The readout mechanism for S (2nd max) in the presence of M (max) combines two computations in a shared low-dimensional subspace
Phase Wheel
The hidden state follows a spiral trajectory through time, implemented by a rotating phase in the hidden state. The W_out projection converts phase angle to position logits. The main spiral shape does not differ between forward (M first) and reverse (S first) cases.
Discrimination Offset
The network must discriminate between the very similar forward and reverse cases. The final hidden states differ by an offset:
h_forward = h_reverse + offset(m, s)
The offset is separable and antisymmetric:
offset(m, s) = f(m) + g(s) where g(s) = -f(s)
The network applies +f for the M position and -f for the S position.
The offset has effective rank ~2, and is also an approximate spiral in PCA space.
Shared Subspace
Both mechanisms operate in the same low-dimensional subspace of the hidden state.

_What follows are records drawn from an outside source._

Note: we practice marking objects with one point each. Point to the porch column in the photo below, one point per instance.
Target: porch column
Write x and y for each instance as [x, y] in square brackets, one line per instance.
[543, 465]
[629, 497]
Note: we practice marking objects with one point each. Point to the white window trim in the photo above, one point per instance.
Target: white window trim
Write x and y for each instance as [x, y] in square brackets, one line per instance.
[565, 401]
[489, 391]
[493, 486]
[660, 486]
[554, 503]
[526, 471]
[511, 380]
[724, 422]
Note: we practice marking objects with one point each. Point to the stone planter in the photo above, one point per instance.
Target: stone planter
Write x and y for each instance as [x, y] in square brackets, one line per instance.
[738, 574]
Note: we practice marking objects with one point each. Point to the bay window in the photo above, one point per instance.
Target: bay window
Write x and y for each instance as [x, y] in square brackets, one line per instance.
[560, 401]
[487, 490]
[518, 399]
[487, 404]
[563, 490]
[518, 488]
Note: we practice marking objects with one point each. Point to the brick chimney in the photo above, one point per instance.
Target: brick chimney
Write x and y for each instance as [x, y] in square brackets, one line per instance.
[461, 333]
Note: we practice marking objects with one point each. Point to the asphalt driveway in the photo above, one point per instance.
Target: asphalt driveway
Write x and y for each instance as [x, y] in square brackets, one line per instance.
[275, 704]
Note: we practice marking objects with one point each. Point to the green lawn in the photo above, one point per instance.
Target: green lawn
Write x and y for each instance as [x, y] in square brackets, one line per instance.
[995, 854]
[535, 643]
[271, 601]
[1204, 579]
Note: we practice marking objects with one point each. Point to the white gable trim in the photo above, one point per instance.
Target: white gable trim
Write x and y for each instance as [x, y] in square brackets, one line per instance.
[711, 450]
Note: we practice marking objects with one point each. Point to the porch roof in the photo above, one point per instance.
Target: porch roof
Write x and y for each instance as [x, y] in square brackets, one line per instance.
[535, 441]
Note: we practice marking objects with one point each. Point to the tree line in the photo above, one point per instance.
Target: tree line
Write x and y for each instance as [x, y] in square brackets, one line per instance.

- f(m) PC1 ≈ Main PC2 (cosine = 0.92)
- f(m) PC2 ≈ Main PC1 (cosine = 0.67)
The position-by-position correlation is only 0.04 — the spirals carry orthogonal information.
The discrimination offset is smaller, ~1/4 magnitude. The main spiral does the bulk of the position encoding, and the offset provides a correction to shift the readout between M and S.
How Discrimination Works
The offset f(m) - f(s) projects through W_out to create discriminative logits. For a forward case, the offset suppresses the early position (M) and boosts the late position (S). For the reverse case, the offset sign flips and the offset boosts the early position and suppresses the late position
ReLU boundary crossing
The offset and readout are primarily linear, there is relatively infrequent crossing of ReLU boundaries as we vary the M and S positions and magnitudes
Can you turn this argument into a mechanistic estimate of the model’s accuracy? (You’d need to do things like deduce correlations from the weights, rather than just observe them empirically—but it seems like you’re getting close.)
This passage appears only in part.